Tesla’s quarterly report on Wednesday could trigger a $7 billion options payout to Chief Executive Elon Musk, while owners of the electric car maker’s soaring stock are keen to hear the company’s target for 2021 deliveries.
Tesla posts its December quarter results following a nearly 700% surge in its stock over the past 12 months that has made it the fifth-most-valuable publicly traded U.S. company, eclipsing Facebook.
Despite production that is a fraction of that of Toyota Motor Corp, Volkswagen or General Motors, Tesla has become by far the world’s most valuable car maker, with a market capitalization of $843 billion, compared with Toyota’s $236 billion.

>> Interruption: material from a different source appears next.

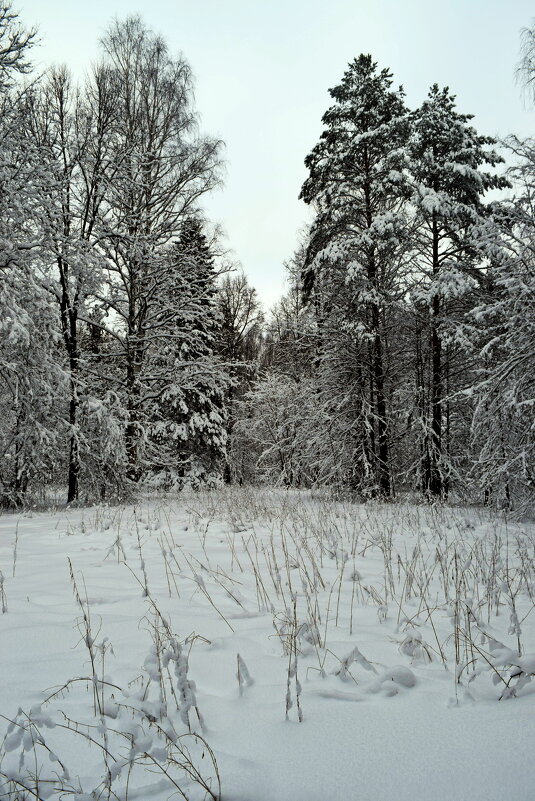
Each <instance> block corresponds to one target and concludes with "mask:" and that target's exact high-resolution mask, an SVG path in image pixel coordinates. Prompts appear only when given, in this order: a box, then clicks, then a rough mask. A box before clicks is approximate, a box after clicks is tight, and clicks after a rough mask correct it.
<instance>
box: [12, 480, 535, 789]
mask: <svg viewBox="0 0 535 801" xmlns="http://www.w3.org/2000/svg"><path fill="white" fill-rule="evenodd" d="M0 570H1V571H2V575H3V577H4V578H3V584H2V587H3V589H0V606H2V605H3V607H4V608H5V610H6V611H5V612H4V613H3V614H0V648H1V656H0V713H1V714H2V715H3V716H4V717H3V718H2V720H1V723H0V732H1V735H2V736H3V734H4V732H7V738H6V739H5V740H4V745H3V748H2V751H1V752H0V757H1V762H2V767H1V769H0V770H1V771H2V773H3V778H2V779H0V782H2V783H1V784H0V798H2V799H4V798H5V799H15V798H23V797H25V796H24V795H23V790H22V789H21V787H26V788H27V797H36V796H37V797H40V798H43V799H44V798H59V797H60V796H61V793H62V792H63V793H64V795H63V796H61V797H65V798H74V799H76V800H77V801H88V799H90V798H119V799H127V798H129V799H149V798H150V799H152V798H154V799H157V801H160V799H162V801H163V799H166V798H171V797H173V798H177V797H182V798H184V797H185V798H188V799H192V800H193V801H196V800H197V799H200V798H204V797H208V798H210V797H212V798H218V797H219V796H221V798H222V799H224V800H226V801H323V800H324V799H327V798H328V799H331V801H346V799H353V798H359V799H366V800H367V799H369V801H392V799H394V798H396V799H399V800H400V801H409V799H410V801H414V800H415V799H416V800H418V799H423V798H429V799H433V801H468V800H469V801H478V799H481V801H483V799H485V800H486V801H498V799H500V801H503V799H507V798H510V799H515V801H528V800H529V801H532V799H533V797H534V795H535V792H534V789H533V788H534V787H535V764H534V760H533V744H532V743H533V735H534V733H535V723H534V720H535V718H534V712H535V693H534V688H535V685H534V684H533V682H532V681H531V678H532V674H533V673H534V672H535V656H534V652H535V642H534V633H535V628H534V626H535V624H534V621H535V616H534V615H533V612H532V609H533V606H534V594H535V527H534V526H533V525H532V524H520V523H515V522H512V521H507V520H506V519H504V518H496V517H495V516H493V515H491V513H490V512H486V511H482V510H466V509H451V508H442V507H424V506H411V505H408V504H406V505H404V504H396V505H379V504H377V505H374V504H367V505H354V504H349V503H334V502H331V501H327V500H325V499H322V498H314V497H312V496H311V495H310V494H309V493H299V492H281V491H278V492H276V491H267V490H255V491H253V490H249V489H245V488H243V489H242V488H240V489H232V490H221V491H214V492H211V493H195V494H187V495H186V494H183V495H181V496H179V497H178V498H175V499H172V500H170V499H163V500H162V499H156V498H155V499H150V500H148V501H145V502H143V503H139V504H138V505H137V506H135V507H134V506H130V507H123V508H119V507H117V508H111V507H110V508H107V507H98V508H92V509H85V510H69V511H61V512H57V513H46V514H45V513H32V514H25V515H20V516H19V515H5V516H3V517H1V518H0ZM46 699H48V700H46ZM500 699H501V700H500ZM45 701H46V702H45ZM19 710H22V711H19ZM300 719H301V720H302V722H300ZM9 721H11V723H9ZM48 749H50V750H48ZM212 753H213V759H212ZM21 754H22V756H23V758H21ZM58 760H60V761H58ZM17 793H18V795H17ZM32 793H33V795H32ZM91 793H94V795H91Z"/></svg>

Its shares are trading at over 200 times the average analyst earnings forecast for the next year, according to Refinitiv, underpinning skeptics’ arguments that Tesla’s stock has become highly overvalued.
After Tesla delivered just shy of a Musk-promised 500,000 electric vehicles last year, investors are focused on the Silicon Valley manufacturer’s 2021 delivery target, expected to be provided on Wednesday.
Following the close of trading on Wednesday, analysts on average expect Tesla to report adjusted EBITDA of $2.3 billion, up 92% from the year-ago period. That would be enough to trigger the vesting of the fifth of 12 tranches of options granted to Musk in his 2018 pay package to buy discounted Tesla shares.
Musk, who is also the majority owner and CEO of rocket maker SpaceX, receives no salary at Tesla. His pay package requires Tesla’s market capitalization and financial growth to hit a series of rising targets.
Each tranche gives Musk the option to buy 8.4 million Tesla shares at $70 each, a discount of more than 90% from their current price. At Tuesday’s price of $889, the shares from four previous tranches and the current tranche could generate a profit of nearly $35 billion, or almost $7 billion per tranche.